Third, there are procedural and governance issues that the bill has not adequately addressed. For instance, despite provisions for National Land Acquisition Dispute Settlement Authority and State Land Acquisition Rehabilitation and Resettlement Dispute Settlement Authority this would not be adequate to address post-acquisition pangs and delays that result from subsequent court battles. What the new law needs to appropriately consider or missing is an empowered and independent regulator both at central and state levels to oversee and monitor or regulate the land acquisition process with the given framework. This can great check judicial delays and political interferences.

Finally, there are number of other issues that the proposed draft bill needs to address. For instance, under Section 21 (1), the proposed Bill continues its faith on the judgment of District Collector to determine the 'market value of land'. According to past experiences, this is one institution which lies at the centre of many land controversies. Stories are abound about District Collector organizing fake Gram Sabha meetings or coercing ill-informed and disempowered villagers into submission with regard to land acquisitions. Similarly, the provision of a Committee under the chairmanship of Chief Secretary with regard to compensation and rehabilitation issues again puts the onus on same old and unreliable bureaucracy.
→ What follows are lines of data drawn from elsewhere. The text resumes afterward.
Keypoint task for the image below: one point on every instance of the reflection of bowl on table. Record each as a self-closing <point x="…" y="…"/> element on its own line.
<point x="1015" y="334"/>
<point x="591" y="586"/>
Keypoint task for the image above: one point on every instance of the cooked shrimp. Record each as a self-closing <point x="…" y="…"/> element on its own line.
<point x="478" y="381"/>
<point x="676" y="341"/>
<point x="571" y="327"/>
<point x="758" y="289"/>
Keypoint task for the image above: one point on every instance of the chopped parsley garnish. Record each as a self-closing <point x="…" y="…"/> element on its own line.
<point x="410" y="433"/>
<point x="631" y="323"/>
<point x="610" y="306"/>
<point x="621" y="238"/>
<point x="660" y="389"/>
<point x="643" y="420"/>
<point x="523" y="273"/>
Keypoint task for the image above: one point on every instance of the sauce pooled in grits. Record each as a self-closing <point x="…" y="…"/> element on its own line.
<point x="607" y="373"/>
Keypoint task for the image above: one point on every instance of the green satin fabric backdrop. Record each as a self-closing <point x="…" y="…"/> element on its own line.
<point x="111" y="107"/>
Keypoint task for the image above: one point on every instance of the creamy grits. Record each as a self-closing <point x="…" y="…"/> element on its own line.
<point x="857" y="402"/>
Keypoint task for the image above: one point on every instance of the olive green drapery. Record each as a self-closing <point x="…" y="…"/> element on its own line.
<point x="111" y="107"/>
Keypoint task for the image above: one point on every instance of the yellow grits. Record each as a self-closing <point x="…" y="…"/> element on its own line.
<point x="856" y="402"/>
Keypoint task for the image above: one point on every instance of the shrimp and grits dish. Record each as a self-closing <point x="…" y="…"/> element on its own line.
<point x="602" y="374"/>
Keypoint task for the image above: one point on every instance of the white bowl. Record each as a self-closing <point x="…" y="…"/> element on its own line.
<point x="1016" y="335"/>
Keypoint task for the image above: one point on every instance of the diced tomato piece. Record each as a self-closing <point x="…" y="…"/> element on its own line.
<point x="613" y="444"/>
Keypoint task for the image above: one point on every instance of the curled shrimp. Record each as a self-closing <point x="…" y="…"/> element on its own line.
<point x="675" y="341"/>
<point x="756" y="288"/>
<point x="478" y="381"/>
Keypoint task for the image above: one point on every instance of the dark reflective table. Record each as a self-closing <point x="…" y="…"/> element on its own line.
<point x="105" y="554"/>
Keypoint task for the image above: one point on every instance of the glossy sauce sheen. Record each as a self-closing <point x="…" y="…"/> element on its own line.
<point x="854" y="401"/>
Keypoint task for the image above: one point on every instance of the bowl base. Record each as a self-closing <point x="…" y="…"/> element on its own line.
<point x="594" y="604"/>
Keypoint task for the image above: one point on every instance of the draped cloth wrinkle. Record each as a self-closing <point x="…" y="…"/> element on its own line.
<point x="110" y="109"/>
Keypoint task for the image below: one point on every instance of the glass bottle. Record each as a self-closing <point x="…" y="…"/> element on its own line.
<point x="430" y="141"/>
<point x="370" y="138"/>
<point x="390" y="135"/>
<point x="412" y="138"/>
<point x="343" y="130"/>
To conclude, notwithstanding certain areas of confusions and its share of shortcomings some of them being very serious in nature, the bill is a long overdue and must move quickly with doses of amendments to see the daylight. While everyone hopes that the bill would lead to a stronger and effective legislation, given its sensitive nature and competing interests that the land issues has been attracting in the recent times, some surprise outcome cannot be entirely unexpected in the end. For example, while the original bill (cleared in 29 July 2011) had promised that the new land law will have "primacy" over 16 other Central laws such as the Land Acquisition (Mines)Act, 1885, the Special economic Zones Act, 2005, the Coal Bearing Areas Acquisition and Development Act, 1957 among others have been deleted. This compromise as publicly confessed by Mr. Jairam Ramesh was made to obtain smooth Cabinet clearance. Similarly, there have been some vital compromises made on "multi-cropped agricultural land", compensation amount (i.e., 6 times for rural area was reduced to 4 times) and 5 years non-use was extended to 10 years. In other words, the latest draft is a diluted version and is based on pragmatic political considerations than public interest, fairness or efficiency that any model legislation ideally takes into account.